By the way, someday I’m going to write a self-help book for parents, and that previous sentence is going to be the first thing you see when you open the book. I don’t care what page you open it up to, either--you’ll see that sentence. It’s going to be in huge print, and everything else will be really small lettering, so that you don’t feel so bad about not really reading the book. You’ll flip through a little, you’ll be like, “Hey, this parenting thing doesn’t seem so hard at all—I’m going out for a beer.”

“What about us, Daddy?

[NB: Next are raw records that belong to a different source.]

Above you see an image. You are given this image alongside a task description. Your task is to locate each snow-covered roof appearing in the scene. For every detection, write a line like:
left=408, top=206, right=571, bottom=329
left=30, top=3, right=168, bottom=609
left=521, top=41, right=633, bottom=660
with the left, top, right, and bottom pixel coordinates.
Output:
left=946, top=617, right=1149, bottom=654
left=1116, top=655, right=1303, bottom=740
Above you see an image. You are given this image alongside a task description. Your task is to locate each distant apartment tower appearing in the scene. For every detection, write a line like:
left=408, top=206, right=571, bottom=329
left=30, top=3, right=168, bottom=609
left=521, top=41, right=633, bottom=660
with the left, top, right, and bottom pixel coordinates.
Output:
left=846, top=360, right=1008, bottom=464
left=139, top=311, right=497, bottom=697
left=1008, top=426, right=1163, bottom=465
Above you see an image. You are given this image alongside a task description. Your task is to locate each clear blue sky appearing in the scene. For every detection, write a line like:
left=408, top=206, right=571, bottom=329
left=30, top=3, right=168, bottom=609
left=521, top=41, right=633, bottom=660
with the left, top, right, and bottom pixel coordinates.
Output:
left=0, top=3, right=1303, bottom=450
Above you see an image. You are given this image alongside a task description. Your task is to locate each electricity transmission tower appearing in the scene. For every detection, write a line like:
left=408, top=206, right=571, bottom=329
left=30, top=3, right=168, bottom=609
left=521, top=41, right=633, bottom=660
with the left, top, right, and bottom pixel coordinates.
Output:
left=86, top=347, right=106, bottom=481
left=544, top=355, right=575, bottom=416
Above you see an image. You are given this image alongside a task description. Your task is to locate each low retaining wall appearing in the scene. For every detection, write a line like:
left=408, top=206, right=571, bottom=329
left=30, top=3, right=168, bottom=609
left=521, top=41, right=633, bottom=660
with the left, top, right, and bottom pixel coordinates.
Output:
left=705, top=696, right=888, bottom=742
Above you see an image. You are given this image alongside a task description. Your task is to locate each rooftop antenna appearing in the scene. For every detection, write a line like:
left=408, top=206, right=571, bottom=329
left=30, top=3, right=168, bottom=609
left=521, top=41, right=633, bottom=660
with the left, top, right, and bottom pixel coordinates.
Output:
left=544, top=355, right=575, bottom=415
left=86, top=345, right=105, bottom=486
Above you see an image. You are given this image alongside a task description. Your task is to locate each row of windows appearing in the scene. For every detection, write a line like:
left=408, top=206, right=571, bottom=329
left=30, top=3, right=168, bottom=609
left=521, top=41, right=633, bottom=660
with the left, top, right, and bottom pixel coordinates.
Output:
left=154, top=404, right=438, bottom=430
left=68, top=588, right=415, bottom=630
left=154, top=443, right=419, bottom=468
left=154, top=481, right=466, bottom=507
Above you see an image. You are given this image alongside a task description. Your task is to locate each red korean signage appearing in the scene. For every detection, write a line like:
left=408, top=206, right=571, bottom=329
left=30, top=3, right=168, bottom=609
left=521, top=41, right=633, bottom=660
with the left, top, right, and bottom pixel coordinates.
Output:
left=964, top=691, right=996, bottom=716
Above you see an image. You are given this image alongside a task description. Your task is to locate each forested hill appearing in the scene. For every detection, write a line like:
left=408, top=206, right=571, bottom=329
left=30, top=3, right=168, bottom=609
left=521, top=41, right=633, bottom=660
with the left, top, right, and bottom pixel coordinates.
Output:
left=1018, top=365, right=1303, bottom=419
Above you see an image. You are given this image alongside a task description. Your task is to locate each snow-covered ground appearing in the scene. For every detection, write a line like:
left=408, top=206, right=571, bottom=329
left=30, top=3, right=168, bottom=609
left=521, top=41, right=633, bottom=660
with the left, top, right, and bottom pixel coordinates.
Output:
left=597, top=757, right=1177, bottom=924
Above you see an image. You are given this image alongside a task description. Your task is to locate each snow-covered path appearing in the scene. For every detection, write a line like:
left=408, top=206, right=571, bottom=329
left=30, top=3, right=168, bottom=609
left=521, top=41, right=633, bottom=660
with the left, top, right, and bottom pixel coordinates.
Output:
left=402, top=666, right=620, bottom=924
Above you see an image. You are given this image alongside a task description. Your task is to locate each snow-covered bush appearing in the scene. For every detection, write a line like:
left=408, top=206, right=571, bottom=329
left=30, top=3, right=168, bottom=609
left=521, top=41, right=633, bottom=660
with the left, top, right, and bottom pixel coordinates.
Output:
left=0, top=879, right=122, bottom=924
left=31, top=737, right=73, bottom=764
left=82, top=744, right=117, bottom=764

We haven’t had supper.”

“Yeah, I’ll probably grab a corn dog from somewhere. I think I saw a pack of M&M’s under the couch, you guys can have that.”

“Little Billy hasn’t had his medicine yet.”

“Yeah, Little Billy needs to cowboy up, then, doesn’t he? What kind of medicine does he take?”

“Insulin.”

“That’s mostly placebo, anyways. You kids have a good time—I’ll probably be back by morning.”

You’re going to be such a bad parent. I’m not kidding—what were you thinking, leaving those little kids alone, and Little Billy without his injection? Evil, evil, thing!

And your kids, they’ll be so messed up, they’ll probably start some kind of a war, you know that, don’t you? A World War, all because you’re such a dick.

But don’t worry—I forgive you. Because we’re friends. I’ll love you when nobody else will. And if you begin to feel a little brainwashed, don’t even worry about it—you’re just worn out from not having so many friends. But I’m your friend. Sure, I accept you for who you are. Yeah, go ahead and close your eyes. Imagine soothing waterfalls, imagine soft clouds. Just you and I, and if you feel like doing my bidding, that’s fine. You don’t have to, but you can if you want, like if you want to repay me for my kindness. After all, I was the only one to accept you when no one else would.

Oh, come on! I wasn’t really trying to brainwash you! Some people are so sensitive.

So, in closing:

1) Whiskey is good.

2) Bed-time is bad.

3) Monsters are real.

4) Skull beasts are not real...as far as we know.

5) Do my bidding!

.

.

.

* Just a quick bit or trivial trivia: While I was writing this rant, I was interrupted twice. Once was because my princess wanted me to come out to the front room and kill a bug. I got out to the living room and realized that it was not a bug, but a lightening-fast lizard. He was a brownish-orange color, and he moved so fast that without ultra-cool vision, you couldn’t even see him. I caught him under a glass, and then slid a pink piece of construction paper underneath, so that I could take him outside. In the process of doing that, I accidentally tore off his tail, which really screwed me up with guilt, until I realized that lizards are always losing their tails. Then I just felt used and emotionally worn-out.

The second interruption was my mom calling. It was a pretty good talk, but I wish we could have been on the back porch with a couple of beers behind us and a weekend directly in front of us.